Jednym ze szczęśliwców, którzy zdobyli sławę nosząc ogromne ciężary był Jarosław Dymek. Strongman po latach przyznaje, że zapłacił za to ogromną cenę. Jeden z najsłynniejszych siłaczy w Polsce w wyniku kontuzji do dziś nie może podnieść ręki.
W telewizji widzisz jedynie mały wycinek, bo kroi się wszystko do 45-55 min z reklamami. A zawody trwały zwykle około trzech godzin. Na zapleczach namiotów czasem wymiotowaliśmy albo nawet mdleliśmy z wysiłku - opowiadał w jednym z wywiadów.
Dalsza część artykułu pod materiałem wideo
Dlatego właśnie ze względu na zdrowie, strongman w 2010 roku porzucił karierę siłacza. Wszystko zaczęło się po tym, gdy zerwał sobie mięsień piersiowy. Mimo kilku operacji już nigdy nie udało mu się wrócić do dawnej formy.
Nie jestem w stanie normalnie podnieść ręki. Konsultowałem to z najlepszymi lekarzami. Stwierdzili, że będę się już z tym musiał męczyć do końca życia. Taki los sportowca - przyznał wprost w rozmowie z dziennikarzami.

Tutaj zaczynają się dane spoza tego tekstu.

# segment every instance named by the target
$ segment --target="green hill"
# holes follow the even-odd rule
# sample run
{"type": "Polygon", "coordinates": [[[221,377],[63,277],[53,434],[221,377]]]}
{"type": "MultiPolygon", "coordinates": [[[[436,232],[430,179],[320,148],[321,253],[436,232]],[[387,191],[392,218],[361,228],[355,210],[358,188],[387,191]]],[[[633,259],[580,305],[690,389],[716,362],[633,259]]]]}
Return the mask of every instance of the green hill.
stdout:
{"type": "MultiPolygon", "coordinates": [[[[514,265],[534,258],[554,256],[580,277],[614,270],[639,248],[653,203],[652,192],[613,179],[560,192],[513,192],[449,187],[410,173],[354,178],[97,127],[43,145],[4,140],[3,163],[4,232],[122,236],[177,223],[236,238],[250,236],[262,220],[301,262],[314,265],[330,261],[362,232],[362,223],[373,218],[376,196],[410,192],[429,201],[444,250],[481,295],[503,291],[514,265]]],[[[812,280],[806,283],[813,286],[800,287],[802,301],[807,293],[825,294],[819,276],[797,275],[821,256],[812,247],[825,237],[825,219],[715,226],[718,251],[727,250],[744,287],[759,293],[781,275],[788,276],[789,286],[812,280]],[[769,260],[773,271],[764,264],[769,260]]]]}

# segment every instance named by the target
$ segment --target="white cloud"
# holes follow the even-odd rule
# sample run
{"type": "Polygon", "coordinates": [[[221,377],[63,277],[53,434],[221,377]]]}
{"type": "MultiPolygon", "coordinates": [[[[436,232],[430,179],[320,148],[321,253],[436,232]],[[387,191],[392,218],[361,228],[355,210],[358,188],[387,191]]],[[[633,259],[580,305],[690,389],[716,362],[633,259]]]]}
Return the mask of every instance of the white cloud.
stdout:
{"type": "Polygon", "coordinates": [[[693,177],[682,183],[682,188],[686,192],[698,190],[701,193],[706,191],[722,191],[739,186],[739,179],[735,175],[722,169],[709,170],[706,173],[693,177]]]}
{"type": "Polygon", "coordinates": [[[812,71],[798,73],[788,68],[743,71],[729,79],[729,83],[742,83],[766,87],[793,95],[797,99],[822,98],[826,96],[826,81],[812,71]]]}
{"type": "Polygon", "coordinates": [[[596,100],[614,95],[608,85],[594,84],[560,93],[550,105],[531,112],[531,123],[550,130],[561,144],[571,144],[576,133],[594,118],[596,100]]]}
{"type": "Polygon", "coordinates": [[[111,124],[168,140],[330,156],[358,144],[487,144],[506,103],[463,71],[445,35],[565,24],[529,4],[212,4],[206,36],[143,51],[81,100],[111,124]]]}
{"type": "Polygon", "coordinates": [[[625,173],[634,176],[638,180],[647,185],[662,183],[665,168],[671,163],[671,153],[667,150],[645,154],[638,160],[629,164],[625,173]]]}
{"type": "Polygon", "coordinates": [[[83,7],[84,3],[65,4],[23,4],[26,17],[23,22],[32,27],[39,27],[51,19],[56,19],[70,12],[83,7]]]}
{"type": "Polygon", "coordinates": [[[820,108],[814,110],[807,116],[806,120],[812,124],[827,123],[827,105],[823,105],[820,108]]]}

Po zakończeniu sportowej kariery, Jarosław Dymek próbował swoich sil w lokalnej polityce. Prowadził też sklep z odżywkami i siłownię. W końcu, mimo zakończenia obiecującej sportowej kariery znalazł dla siebie miejsce, w którym spełnia się zawodowo i życiowo.
Obecnie były strongman pracuje w ośrodku wychowawczym z trudną młodzieżą. I jak sam wielokrotnie przyznawał w wywiadach - praca ta przynosi mu mnóstwo satysfakcji.